Our initial attempt at using machine learning didn’t work out, because we were fixated on the technology. By creating a steel thread from prototype to end-user, and focusing on one use case at a time, we were able to dramatically improve the quantity and quality of data insights that we could use to power our business.

We’d like to share with you how we’ve changed Travelopia with machine learning. It’s not been about platforms, technology, or scale. It’s been about what our data definitions should be, what a team should look like, and how we should use data insights across our organisation.

Chapters

Full transcript

The complete talk, organized by section.

Sree Balakrishnan

All right. Good morning, good afternoon, good evening. Fantastic to be in the DevOps summit. I am Sree Balakrishnan, one of the technology directors at Travelopia. Recently we worked with Equal Experts and Simon on getting a machine learning project done. We call it a machine learning project, and we thought it would be an interesting case study that some of you could take learnings from. We recently presented this in Scotland; it was well received. Hopefully we will be able to share some bits and learnings from it in this conference that you can take back to your work. Simon, do you want to introduce yourself?

Simon Case

Yeah, thanks, Sree. Hi, I'm Simon Case, and I head up Equal Experts' data service. I love this piece of work. It's a really nice piece of work applying what we call MLOps. I'm sure you've all heard that term. Sree's got a great story to tell, so I'm going to hand over to him.

Sree Balakrishnan

Right, excellent. Usually this is in person and more interactive, but let's see. I'm assuming you will all be asking a lot of interesting questions. We will post the slides. Let's go to the second slide, Simon.

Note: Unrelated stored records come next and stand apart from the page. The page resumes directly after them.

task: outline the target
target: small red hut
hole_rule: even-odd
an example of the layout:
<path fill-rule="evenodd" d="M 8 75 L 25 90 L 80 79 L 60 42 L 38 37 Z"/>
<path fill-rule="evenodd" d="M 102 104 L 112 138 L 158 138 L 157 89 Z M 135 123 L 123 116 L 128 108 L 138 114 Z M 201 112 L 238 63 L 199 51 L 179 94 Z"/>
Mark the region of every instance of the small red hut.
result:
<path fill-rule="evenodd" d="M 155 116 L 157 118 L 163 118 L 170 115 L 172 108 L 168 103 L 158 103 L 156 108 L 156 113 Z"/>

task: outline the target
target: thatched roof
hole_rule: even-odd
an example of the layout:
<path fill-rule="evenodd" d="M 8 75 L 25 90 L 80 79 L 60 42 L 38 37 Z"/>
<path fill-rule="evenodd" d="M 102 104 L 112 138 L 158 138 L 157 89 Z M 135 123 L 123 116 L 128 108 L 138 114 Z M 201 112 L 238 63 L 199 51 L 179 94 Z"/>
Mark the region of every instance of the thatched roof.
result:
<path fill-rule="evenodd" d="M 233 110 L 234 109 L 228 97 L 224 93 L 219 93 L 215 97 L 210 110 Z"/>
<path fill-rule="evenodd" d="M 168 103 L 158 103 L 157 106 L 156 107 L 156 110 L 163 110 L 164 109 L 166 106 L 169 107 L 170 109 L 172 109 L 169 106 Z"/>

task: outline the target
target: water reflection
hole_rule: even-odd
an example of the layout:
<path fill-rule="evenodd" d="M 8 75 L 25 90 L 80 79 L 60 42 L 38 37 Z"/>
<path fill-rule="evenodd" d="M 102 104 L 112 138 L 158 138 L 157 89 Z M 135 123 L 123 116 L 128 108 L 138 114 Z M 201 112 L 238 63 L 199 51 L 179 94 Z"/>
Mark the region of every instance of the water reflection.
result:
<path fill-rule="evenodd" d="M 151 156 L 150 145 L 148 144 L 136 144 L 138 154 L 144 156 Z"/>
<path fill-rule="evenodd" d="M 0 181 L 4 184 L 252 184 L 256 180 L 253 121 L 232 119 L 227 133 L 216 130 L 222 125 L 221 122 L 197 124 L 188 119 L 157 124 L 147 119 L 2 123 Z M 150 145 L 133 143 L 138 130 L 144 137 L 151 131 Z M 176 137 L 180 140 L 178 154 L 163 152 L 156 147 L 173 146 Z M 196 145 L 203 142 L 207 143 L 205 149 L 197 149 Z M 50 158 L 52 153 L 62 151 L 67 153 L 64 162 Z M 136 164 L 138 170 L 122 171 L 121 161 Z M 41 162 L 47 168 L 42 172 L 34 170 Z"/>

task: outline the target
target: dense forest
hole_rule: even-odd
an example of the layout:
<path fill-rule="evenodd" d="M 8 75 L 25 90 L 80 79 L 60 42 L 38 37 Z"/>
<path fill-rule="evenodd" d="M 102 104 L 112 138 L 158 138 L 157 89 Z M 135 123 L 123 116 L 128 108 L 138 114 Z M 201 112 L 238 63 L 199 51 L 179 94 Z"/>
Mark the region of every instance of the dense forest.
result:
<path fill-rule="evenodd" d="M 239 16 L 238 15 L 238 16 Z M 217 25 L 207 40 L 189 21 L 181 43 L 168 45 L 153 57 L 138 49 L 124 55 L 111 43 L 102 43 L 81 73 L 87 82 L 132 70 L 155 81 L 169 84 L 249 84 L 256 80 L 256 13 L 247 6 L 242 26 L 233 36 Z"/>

Let's probably run through some of our use cases. A bit of introduction about Travelopia: Travelopia is a group holding company, and we have multiple brands that are popular across the US and UK. We do experiential travel in a variety of categories. We have ships that make people do Antarctica; we have boards that take you to the backwaters. We have boutique luxury travel, private tailor-made travel, adventure travel, and whatnot.

In total as a Travelopia group, we take travelers to more than 150 destinations. More than 500,000 guests are welcomed every year. So that's tons of data for us to analyze and understand what they can do with us now and later, and I'll explain more about the value of so many guests and machine learning in our context. We have more than 2,000 colleagues across the world, and we are building back after the pandemic to a larger team. Long story short. Next slide, please.

It all started with a bit of history. It is a bit of boring history for the engineers, but I think sometimes history is important to understand why we did what we did. Travelopia is owned by a private equity company, and private equity companies generally get the top four or top five consulting firms to come and audit and suggest what we should be doing in terms of technology. We were not different. There was a large consulting firm that came in, understood what we were doing well, what the challenges were, and what areas we could do better.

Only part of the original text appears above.